Court of Criminal Appeals of Tennessee, Nashville

July 22, 2015

STATE OF TENNESSEE
v.
RUSSELL LEE MAZE

Appeal from the Criminal Court for Davidson County No. 2002-D-2361 Steve R. Dozier, Judge

Russell Lee Maze, pro se.

Herbert H. Slatery III, Attorney General and Reporter; Caitlin Smith, Assistant Attorney General, for the Appellee, State of Tennessee.

Robert L. Holloway, Jr., J., delivered the opinion of the Court, in which Robert W. Wedemeyer and Timothy L. Easter, JJ., joined.

MEMORANDUM OPINION

ROBERT L. HOLLOWAY, JR., JUDGE

The Appellant is appealing the trial court's order denying his "Motion for Order Correcting Error in Judgment." The Appellant was convicted of first degree felony murder and aggravated child abuse, for which he received sentences of life imprisonment and twenty-five years, respectively. Said convictions and concurrent sentences were affirmed on appeal. State v. Russell Lee Maze, No. M2004-02091-CCA-R3-CD, 2006 WL 1132083 (Tenn. Crim. App., Apr. 28, 2006), perm. to app. denied, (Tenn., Aug. 28, 2006). The Appellant was subsequently unsuccessful in the pursuit of post-conviction and error coram nobis relief. Russell Lee Maze v. State, No. M2008-01837-CCA-R3-PC, 2010 WL 4324377 (Tenn. Crim. App., Nov. 2, 2010), perm. to app. denied, (Tenn., Mar. 9, 2011). The Appellant then filed the instant action pursuant to Tennessee Rule of Criminal Procedure 36.1 challenging the legality of his life sentence for felony murder. The trial court denied the motion. Following the filing of the record on appeal and the Appellant's brief, the State filed a motion to affirm the ruling of the trial court pursuant to Court of Criminal Appeals Rule 20. For the reasons stated below, said motion is hereby granted.

The Appellant frames his argument on appeal as follows: "The graverman [sic] of the Appellant's Motion is that, the trial court sentenced him to a term of punishment 'not' authorized by statute, which thereafter takes him 'beyond' the range of his ['status'] classification as designed by the [1989] Sentencing Reform Act – hereafter, 'The Act,' intended for the criminally accused having a Life Term to serve, however, with no specific term of years, as required by statute – all other offenses and sentence running concurrent with count-1." The gist of his argument is that the life sentence he received for the felony murder conviction is illegal because it does not specify a term of years.

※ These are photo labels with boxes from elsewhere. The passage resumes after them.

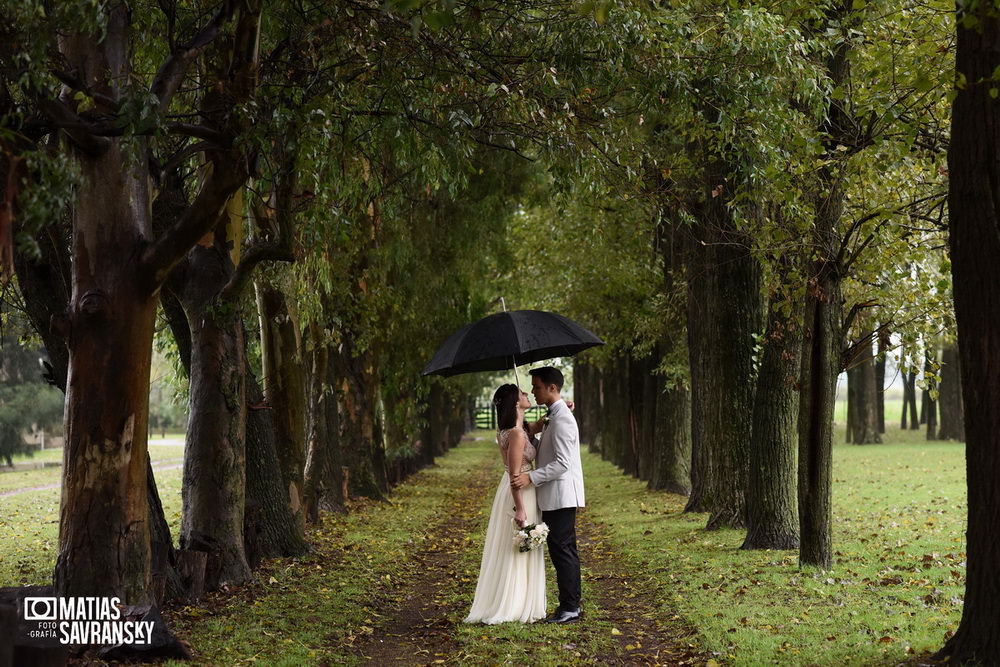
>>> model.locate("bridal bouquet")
[514,523,549,552]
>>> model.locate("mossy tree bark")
[936,0,1000,664]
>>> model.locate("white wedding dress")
[465,430,545,625]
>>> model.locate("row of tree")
[0,0,1000,660]
[500,1,1000,662]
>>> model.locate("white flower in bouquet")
[514,523,549,552]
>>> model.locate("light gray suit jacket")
[528,400,584,511]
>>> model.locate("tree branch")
[52,69,121,111]
[142,156,247,290]
[219,241,295,303]
[149,0,239,114]
[38,99,111,155]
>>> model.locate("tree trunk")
[302,322,334,523]
[938,344,965,442]
[52,3,260,604]
[649,385,691,496]
[688,174,763,529]
[623,355,651,477]
[935,6,1000,664]
[920,384,931,426]
[336,339,386,500]
[742,284,802,549]
[924,345,938,440]
[55,45,157,604]
[844,368,861,445]
[875,329,889,434]
[798,0,853,568]
[256,281,307,530]
[798,266,842,568]
[14,220,72,393]
[848,340,882,445]
[899,371,910,431]
[179,241,250,590]
[243,371,309,568]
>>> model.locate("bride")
[465,384,545,625]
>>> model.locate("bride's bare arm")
[507,428,528,526]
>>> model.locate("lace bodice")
[497,428,538,472]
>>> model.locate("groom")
[511,366,584,623]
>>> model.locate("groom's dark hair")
[528,366,563,391]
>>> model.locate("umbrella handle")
[500,297,521,391]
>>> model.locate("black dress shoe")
[545,609,580,623]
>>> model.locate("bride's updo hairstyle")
[493,384,521,431]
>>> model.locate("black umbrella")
[423,310,604,377]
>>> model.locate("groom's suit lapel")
[539,408,559,447]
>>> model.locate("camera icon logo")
[24,598,58,621]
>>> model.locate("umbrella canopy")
[423,310,604,377]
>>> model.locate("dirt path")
[0,459,184,498]
[577,510,712,665]
[354,444,497,665]
[353,440,711,665]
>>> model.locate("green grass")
[0,440,184,474]
[0,426,966,665]
[584,429,966,665]
[0,468,182,587]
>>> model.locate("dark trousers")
[542,507,580,611]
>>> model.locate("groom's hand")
[510,472,531,489]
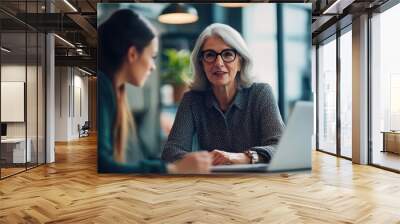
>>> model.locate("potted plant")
[161,49,192,102]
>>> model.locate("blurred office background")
[97,3,313,158]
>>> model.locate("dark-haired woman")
[98,10,211,173]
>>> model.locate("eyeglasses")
[200,49,237,63]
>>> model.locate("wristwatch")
[244,150,260,164]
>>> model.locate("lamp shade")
[158,3,199,24]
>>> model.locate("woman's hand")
[210,149,250,166]
[167,151,211,174]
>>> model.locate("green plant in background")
[161,49,192,86]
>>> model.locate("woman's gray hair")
[190,23,254,91]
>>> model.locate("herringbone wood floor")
[0,137,400,224]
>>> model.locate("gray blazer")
[162,83,284,162]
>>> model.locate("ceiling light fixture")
[54,34,75,48]
[64,0,78,12]
[158,3,199,24]
[0,47,11,53]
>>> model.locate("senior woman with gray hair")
[162,23,284,165]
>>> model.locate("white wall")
[55,67,88,141]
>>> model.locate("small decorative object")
[161,49,192,102]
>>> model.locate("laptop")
[211,101,314,173]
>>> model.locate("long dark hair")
[98,9,156,162]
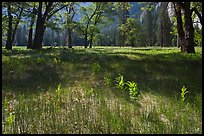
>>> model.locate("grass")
[2,47,202,134]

Rule 36.1 permits a defendant to seek correction of an illegal sentence at any time. "[A]n illegal sentence is one that is not authorized by the applicable statutes or that directly contravenes an applicable statute." Tenn. R. Crim. P. 36.1(a). Contrary to the Appellant's contention, the trial court correctly held that the Appellant's life sentence is specifically authorized by statute and, thus, legal. Tenn. Code Ann. § 39-13-202(c). See State v. Derrick Carey, No. M2015-00185-CCA-R3-CD, 2015 WL 4077056 (Tenn. Crim. App., July 6, 2015) (rejecting argument pursuant to Rule 36.1 that life sentence for felony murder is illegal because it is not a determinate sentence); Leslie L. Coleman v. Jim Morrow, Warden, No. E2010-02299-CCA-R3-HC, 2011 WL 3667724 (Tenn. Crim. App., Aug. 22, 2011), perm. to app. denied, (Tenn., Dec. 14, 2011) (holding that sentencing statutes define life sentence as a specific, determinate sentence).

Accordingly, the order of the trial court is hereby affirmed pursuant to Rule 20.